Dans les chiffres, ça se traduit par un recul de 15,6% du marché de l’habillement en 2020, selon l’institut de données Kantar. Alors qu’aux États-Unis, les ventes se sont effondrées de 19% en un an, les boutiques hexagonales déplorent, elles, un bilan des soldes d’hiver 2021 mitigé, encore “moins bonnes que l’année passée”, assure Francis Palombi, président des commerçants de France, au micro d’Europe 1.
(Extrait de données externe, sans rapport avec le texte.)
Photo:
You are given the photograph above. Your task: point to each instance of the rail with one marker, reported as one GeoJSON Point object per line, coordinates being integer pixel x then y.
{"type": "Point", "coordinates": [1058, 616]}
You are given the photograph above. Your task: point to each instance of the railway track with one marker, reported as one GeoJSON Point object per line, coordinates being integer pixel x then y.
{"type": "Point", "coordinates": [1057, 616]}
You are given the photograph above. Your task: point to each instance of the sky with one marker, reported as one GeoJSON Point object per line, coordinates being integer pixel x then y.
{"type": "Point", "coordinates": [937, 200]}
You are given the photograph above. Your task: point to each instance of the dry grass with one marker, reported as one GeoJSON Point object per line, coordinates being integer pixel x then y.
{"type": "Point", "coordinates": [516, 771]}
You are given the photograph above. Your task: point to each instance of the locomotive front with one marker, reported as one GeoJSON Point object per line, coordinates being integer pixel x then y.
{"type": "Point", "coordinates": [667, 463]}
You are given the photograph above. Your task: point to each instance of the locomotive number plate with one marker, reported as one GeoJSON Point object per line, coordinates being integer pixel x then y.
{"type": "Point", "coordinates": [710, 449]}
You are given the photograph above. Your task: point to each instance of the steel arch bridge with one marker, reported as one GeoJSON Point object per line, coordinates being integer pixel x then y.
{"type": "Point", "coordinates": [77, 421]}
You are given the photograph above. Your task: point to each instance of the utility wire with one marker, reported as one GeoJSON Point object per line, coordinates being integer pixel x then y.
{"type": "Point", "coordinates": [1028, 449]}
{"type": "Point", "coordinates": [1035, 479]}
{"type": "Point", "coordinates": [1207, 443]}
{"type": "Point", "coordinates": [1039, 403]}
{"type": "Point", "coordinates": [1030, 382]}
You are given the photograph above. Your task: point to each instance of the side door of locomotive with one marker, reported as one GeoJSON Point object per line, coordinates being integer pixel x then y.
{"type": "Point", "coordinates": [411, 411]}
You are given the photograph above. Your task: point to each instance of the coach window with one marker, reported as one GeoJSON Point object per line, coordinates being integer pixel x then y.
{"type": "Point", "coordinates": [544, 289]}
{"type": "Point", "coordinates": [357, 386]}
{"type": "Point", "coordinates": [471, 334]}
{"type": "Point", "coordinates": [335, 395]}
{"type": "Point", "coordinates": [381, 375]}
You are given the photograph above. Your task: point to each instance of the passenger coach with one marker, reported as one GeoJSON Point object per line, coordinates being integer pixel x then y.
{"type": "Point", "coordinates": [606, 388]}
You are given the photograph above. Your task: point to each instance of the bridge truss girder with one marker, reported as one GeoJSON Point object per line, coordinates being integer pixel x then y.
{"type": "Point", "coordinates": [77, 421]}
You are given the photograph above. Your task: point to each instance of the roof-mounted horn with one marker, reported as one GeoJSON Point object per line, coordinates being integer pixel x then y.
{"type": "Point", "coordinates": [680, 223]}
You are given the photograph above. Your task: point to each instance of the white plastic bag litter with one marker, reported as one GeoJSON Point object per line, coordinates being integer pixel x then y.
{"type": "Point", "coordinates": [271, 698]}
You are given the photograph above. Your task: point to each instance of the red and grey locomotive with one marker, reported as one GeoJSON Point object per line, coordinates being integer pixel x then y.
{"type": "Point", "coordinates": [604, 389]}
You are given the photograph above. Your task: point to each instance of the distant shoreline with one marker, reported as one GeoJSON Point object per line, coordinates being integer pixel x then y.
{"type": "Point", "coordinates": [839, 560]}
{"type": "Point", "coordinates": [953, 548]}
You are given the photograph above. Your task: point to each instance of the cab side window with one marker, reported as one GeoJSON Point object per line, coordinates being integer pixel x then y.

Dans les faits, c’est dans nos habitudes vestimentaires que ça se voit. Dans Les Échos de ce mardi 16 mars, on apprend sans surprise que les vêtements formels sont les premiers à pâtir de la situation. En 2020, les ventes de costumes ont reculé de 40%, “passant à 677.000 contre plus de 3 millions en 2010”, assure Hélène Janicaud, responsable mode chez Kantar, au quotidien.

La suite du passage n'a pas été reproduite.